Mixing SetEnvironmentVariable
and getenv
is asking for trouble, as we recently found to our dismay (and exasperation!). It took some serious debugging to figure out the actual problem – let’s see if you can figure it out.
Here’s some C++/CLI code that uses getenv
to read the value of an environment variable and print it to the console.
public ref class EnvironmentVariablePrinter
{
public:
void PrintEnv(String ^key)
{
IntPtr ptr = Marshal::StringToHGlobalAnsi(key);
const char *ckey = (const char *)ptr.ToPointer();
const char *cval = getenv(ckey);
string val = cval == NULL ? "" : string(cval);
cout << "Key is " << ckey << " and value is " << val;
Marshal::FreeHGlobal(ptr);
}
};
PrintEnv
merely converts the .NET string
into an unmanaged one and calls getenv
, printing the returned value to the console.
And here’s some C# code that tests the class.
class Test
{
const string key = "MyKey";
public static void Main()
{
Environment.SetEnvironmentVariable(key, "MyValue");
PrintValue();
}
private static void PrintValue()
{
EnvironmentVariablePrinter er = new EnvironmentVariablePrinter();
er.PrintEnv(key);
}
}
The code uses System.Environment.SetEnvironmentVariable
to set the value of the variable and then calls the C++/CLI code to verify that it prints the correct value.

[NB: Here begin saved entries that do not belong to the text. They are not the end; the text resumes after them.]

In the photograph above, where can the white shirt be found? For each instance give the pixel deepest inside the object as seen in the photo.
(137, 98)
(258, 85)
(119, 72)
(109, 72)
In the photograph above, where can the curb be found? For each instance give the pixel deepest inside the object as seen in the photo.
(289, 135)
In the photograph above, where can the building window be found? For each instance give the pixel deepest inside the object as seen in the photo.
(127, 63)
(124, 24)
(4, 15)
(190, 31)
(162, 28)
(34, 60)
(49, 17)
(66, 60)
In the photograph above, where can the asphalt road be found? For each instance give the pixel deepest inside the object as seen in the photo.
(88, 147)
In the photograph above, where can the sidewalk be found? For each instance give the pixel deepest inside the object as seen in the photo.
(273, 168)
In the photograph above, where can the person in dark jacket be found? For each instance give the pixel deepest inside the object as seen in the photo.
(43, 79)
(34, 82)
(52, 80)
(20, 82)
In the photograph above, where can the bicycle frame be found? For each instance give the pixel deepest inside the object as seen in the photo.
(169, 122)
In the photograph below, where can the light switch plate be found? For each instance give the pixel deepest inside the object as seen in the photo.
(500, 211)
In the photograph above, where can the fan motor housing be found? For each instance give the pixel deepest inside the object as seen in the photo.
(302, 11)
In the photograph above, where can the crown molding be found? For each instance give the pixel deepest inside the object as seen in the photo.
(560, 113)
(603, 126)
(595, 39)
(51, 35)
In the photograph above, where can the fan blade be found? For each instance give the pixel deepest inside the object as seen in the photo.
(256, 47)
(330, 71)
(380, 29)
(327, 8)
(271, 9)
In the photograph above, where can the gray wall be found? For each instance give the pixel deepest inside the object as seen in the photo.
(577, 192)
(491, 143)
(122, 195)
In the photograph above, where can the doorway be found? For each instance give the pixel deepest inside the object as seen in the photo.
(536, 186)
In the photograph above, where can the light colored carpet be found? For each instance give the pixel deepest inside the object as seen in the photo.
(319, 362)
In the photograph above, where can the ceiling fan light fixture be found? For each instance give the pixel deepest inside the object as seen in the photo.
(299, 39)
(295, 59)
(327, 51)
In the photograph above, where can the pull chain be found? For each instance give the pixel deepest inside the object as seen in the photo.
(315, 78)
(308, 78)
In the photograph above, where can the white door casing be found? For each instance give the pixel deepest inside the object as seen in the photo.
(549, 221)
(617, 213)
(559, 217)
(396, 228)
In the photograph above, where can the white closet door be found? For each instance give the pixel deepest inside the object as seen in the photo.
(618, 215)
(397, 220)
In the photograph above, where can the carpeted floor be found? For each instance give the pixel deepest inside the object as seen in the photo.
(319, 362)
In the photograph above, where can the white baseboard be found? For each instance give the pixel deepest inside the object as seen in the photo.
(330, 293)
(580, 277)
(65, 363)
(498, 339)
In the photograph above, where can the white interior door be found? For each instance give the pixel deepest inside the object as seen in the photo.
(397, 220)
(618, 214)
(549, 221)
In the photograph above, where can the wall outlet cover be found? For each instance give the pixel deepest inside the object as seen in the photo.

And of course, being written in different languages, the two pieces of code must reside in different projects, say CPlusPlusLib.dll and ConsoleApplication.exe, with the latter referencing the former.
No surprises here - this works as expected and prints “Key
is MyKey
and value
is MyValue
”.
However, a seemingly harmless change breaks the code big time.
class Test
{
const string key = "MyKey";
public static void Main()
{
Environment.SetEnvironmentVariable(key, "MyValue");
EnvironmentVariablePrinter er = new EnvironmentVariablePrinter();
er.PrintEnv(key);
}
}
All I've done is inlining of PrintValue
, yet running this code prints “Key
is MyKey
and value is” – getenv
is now returning NULL
instead of “MyValue
”.
It gets even more interesting.
class Test
{
const string key = "MyKey";
public static void Main()
{
Environment.SetEnvironmentVariable(key, "MyValue");
EnvironmentVariablePrinter er = null;
PrintValue();
}
private static void PrintValue()
{
EnvironmentVariablePrinter er = new EnvironmentVariablePrinter();
er.PrintEnv(key);
}
}
This doesn't work either – the mere declaration of EnvironmentVariablePrinter
inside Main
makes getenv
return NULL
for “MyKey
”. This can't be good, can it?
Actually yes, because that is a valuable clue – it means the change in behavior has something to do with JITting. As long as all code that references EnvironmentVariablePrinter
is in a separate method, everything works fine (in debug mode, atleast). Things start going south when any such code is in Main
itself.
What would the JITter do differently in the two scenarios? Load the assembly containing EnvironmentVariablePrinter
(CPlusPlusLib.dll) at different times, of course. When all code referencing EnvironmmentVariablePrinter
is inside PrintValue
, it will have to load the DLL only when JITting PrintValue
, whereas in the other case, it will have to load it when JITting Main
. JITting Main
obviously occurs much before JITting PrintValue
, so DLL load time (relative to other code) is one big difference between the two scenarios that occurs because of JITting.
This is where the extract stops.